It has since emerged that Mr Onwubiko's case is still being considered by the High Court, after he lodged an appeal on his immigration status. A spokeswoman for the court said a full hearing of Mr Onwubiko's case was expected to be held in the summer.

Mr Onwubiko came to the UK in 1994 and has an 11-year-old daughter. He claims that if he is sent back to Nigeria he will be dead within weeks.

He represented Britain at the Stoke Mandeville Games in 1995 and 1997 and at the World Champion of Champions competition in Birmingham in 1996, winning a total of five gold medals. He was also selected for the Great Britain team at the 1996 Paralympics in Atlanta but was unable to attend.

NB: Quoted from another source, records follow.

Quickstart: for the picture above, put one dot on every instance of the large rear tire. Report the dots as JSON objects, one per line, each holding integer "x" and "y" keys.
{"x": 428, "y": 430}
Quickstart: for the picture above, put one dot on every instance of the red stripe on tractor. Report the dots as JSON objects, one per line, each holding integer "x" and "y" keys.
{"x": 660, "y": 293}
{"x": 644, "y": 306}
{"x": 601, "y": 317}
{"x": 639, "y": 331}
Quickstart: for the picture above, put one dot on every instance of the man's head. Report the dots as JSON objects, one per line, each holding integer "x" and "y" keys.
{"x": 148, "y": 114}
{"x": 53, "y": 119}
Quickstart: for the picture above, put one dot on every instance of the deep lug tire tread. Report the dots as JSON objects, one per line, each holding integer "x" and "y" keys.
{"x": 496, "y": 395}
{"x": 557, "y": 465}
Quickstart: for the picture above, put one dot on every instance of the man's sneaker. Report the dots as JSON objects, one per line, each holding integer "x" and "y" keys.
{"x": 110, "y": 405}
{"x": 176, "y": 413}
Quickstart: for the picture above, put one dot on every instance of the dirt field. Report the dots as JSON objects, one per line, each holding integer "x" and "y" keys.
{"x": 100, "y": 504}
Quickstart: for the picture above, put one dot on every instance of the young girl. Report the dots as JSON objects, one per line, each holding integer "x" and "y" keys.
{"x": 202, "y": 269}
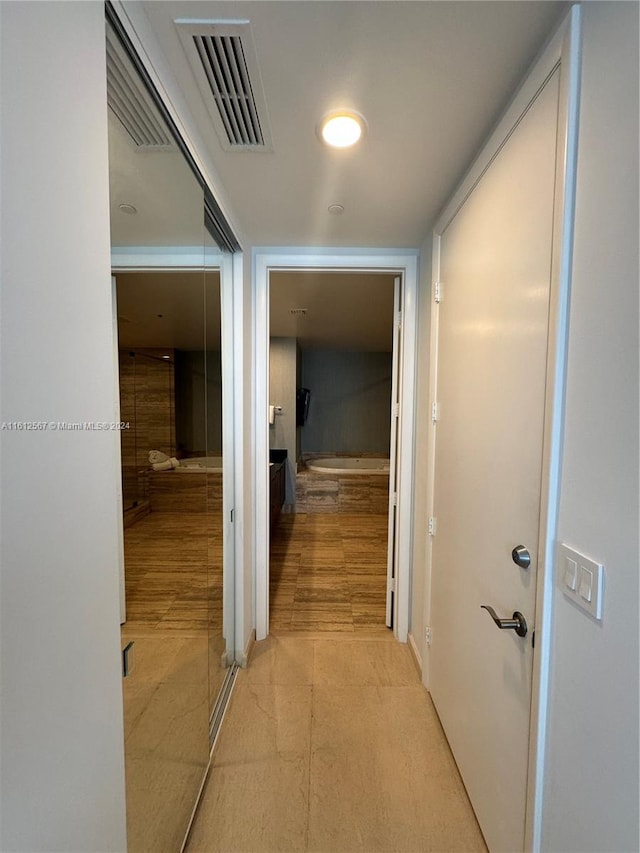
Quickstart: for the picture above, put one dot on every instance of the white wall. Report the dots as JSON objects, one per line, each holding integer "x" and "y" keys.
{"x": 62, "y": 771}
{"x": 419, "y": 581}
{"x": 283, "y": 361}
{"x": 591, "y": 793}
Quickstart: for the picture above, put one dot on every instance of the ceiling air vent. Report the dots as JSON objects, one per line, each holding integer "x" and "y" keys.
{"x": 223, "y": 59}
{"x": 130, "y": 102}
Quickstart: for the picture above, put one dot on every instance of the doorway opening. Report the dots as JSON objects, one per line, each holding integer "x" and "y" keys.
{"x": 350, "y": 548}
{"x": 331, "y": 440}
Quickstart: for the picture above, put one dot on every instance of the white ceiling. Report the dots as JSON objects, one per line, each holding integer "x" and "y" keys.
{"x": 344, "y": 310}
{"x": 431, "y": 78}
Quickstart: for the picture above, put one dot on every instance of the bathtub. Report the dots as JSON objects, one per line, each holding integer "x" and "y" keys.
{"x": 348, "y": 465}
{"x": 201, "y": 463}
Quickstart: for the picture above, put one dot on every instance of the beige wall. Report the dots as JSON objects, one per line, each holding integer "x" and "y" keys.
{"x": 62, "y": 768}
{"x": 591, "y": 772}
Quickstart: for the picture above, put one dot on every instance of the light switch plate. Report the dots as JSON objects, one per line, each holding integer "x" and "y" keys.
{"x": 581, "y": 579}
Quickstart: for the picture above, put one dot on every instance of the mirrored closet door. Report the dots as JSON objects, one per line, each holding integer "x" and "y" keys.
{"x": 167, "y": 293}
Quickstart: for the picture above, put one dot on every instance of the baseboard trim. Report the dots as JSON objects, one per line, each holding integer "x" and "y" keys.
{"x": 415, "y": 654}
{"x": 244, "y": 661}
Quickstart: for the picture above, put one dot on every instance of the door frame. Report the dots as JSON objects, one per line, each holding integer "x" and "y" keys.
{"x": 197, "y": 259}
{"x": 402, "y": 262}
{"x": 562, "y": 51}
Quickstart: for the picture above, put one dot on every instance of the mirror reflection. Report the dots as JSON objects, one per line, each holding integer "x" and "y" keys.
{"x": 168, "y": 320}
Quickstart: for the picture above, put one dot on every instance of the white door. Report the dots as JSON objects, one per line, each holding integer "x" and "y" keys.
{"x": 495, "y": 269}
{"x": 392, "y": 539}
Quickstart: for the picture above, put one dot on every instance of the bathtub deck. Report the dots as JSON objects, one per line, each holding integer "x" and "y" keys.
{"x": 351, "y": 494}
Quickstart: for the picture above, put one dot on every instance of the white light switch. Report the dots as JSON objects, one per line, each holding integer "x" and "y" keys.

But in 2007, Mr Onwubiko was sentenced to five months in prison for driving while disqualified after twice being convicted of careless driving in his specially adapted car, once after jumping a red light. Under UK law, an immigrant who commits a serious criminal offence is subject to automatic deportation. At the end of his sentence Mr Onwubiko was arrested and cleared for deportation.

This year his case was taken up by his MP, Bridget Prentice, who wrote to the UK Border Agency (UKBA). She was told there were "no grounds" to uphold his complaints about alleged mistreatment at Colnbrook and that the Home Office was committed to his deportation.

David Wood, the UKBA's head of criminality and detentions, said: "In light of a number of criminal convictions, Vincent Onwubiko was notified on 13 November 2007 of a decision to make a Deportation Order against him. Full consideration was given to his case and the decision was reviewed and upheld by an Immigration Judge. His judicial review claim was found by the judge to be totally without merit."